GJ mayor tries to avoid stereotypes
As a woman earning a doctorate in immunology, Teresa Coons was a minority in graduate school, and her professors didn’t let her forget it.
“Dirty jokes were just accepted,” Coons said.
She and other women in the program were so focused on achieving a career path their mothers couldn’t have dreamed of having that they let it slide most of the time, but some women in the program got disgusted and dropped out of school.
Sometimes the jokes weren’t meant to be funny.
“I had a professor that said he preferred not to have women in the lab because it affected the equipment when they were on their periods,” Coons said.
Coons finished the graduate program at the University of New Mexico and worked at a variety of jobs, including some at medical research labs.
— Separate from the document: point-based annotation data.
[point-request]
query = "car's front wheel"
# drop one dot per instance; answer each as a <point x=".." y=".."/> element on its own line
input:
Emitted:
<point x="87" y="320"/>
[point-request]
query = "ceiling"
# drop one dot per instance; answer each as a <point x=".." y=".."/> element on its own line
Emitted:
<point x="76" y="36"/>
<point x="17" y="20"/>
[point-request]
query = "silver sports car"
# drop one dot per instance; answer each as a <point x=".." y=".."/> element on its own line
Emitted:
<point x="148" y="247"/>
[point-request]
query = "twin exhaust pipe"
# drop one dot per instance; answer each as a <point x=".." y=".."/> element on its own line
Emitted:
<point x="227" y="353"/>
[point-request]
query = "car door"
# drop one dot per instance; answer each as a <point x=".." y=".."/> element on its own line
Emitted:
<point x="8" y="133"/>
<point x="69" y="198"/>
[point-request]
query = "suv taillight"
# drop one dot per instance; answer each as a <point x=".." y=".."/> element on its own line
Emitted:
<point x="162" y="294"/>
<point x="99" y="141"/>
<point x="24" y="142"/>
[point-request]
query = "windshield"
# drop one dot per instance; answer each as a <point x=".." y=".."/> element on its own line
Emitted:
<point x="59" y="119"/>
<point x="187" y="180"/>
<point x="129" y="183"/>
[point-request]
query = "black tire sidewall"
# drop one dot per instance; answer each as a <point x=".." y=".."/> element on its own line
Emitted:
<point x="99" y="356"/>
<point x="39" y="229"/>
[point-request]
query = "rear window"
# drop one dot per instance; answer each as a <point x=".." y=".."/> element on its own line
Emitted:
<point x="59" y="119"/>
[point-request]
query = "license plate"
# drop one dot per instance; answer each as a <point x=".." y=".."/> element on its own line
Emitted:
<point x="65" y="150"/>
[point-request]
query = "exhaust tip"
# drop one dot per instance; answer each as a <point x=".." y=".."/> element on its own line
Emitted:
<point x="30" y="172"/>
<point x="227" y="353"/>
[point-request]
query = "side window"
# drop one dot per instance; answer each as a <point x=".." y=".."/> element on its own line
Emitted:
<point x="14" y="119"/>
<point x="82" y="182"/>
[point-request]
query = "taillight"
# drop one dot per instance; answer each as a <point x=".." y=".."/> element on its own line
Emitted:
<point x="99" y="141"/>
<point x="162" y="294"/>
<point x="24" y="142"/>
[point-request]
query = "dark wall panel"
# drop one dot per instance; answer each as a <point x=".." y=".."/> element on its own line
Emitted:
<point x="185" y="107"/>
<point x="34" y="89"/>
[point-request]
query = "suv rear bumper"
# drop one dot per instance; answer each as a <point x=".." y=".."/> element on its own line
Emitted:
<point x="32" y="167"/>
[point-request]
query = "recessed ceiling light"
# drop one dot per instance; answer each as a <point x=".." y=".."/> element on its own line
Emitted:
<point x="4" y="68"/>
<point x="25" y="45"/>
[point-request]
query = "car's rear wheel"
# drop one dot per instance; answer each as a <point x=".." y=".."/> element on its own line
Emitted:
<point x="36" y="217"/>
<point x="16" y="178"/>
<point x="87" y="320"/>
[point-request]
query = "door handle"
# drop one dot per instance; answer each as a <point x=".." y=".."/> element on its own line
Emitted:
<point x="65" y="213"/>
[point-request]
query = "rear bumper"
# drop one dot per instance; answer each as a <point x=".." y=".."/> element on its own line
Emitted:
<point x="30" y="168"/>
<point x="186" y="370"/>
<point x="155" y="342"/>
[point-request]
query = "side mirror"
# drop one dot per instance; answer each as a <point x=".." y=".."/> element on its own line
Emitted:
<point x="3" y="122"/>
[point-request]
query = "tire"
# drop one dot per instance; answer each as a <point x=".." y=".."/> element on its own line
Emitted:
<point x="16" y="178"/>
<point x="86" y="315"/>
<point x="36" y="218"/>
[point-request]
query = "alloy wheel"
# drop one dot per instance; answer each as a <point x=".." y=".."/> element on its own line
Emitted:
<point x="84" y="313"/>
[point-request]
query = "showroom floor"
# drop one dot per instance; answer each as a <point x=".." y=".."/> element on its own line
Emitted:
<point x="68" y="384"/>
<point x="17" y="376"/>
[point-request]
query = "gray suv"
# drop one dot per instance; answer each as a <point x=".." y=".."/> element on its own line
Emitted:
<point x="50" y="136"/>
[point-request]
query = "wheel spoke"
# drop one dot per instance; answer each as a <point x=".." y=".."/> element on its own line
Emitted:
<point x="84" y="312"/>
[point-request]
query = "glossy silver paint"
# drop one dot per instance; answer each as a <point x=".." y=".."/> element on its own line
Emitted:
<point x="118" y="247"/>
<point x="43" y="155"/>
She has also worked as a consultant for the biotechnology industry, managed a project at the University of New Mexico examining the long-term health effects of uranium mining, and spent nine years at the Saccomanno Research Institute before accepting the executive director position at the John McConnell Math and Science Center of Western Colorado nearly two years ago.
Sexism hasn’t been as overt in her working life as it was when she was in school, but Coons tried hard to avoid stereotypes by keeping pictures of her family off her desk and never letting co-workers see her cry.
“I worked more hours or took on more projects than maybe I had to because I wanted to prove I was dedicated,” she said.
Coons grew up in Wheat Ridge and had a mother who was supportive of the women’s liberation movement, but when it came to her own daughter’s original post-high school plans to become a physician, her mother balked at the idea.
“She said I was smart enough to be a physician, but no man would want to marry me, and if I did find a husband, I couldn’t have kids,” Coons said.
Coons did find a husband, Frank, and the pair have two daughters: One is a nurse and the other is a substance-abuse counselor.
Last year, Coons became Grand Junction’s fifth female mayor.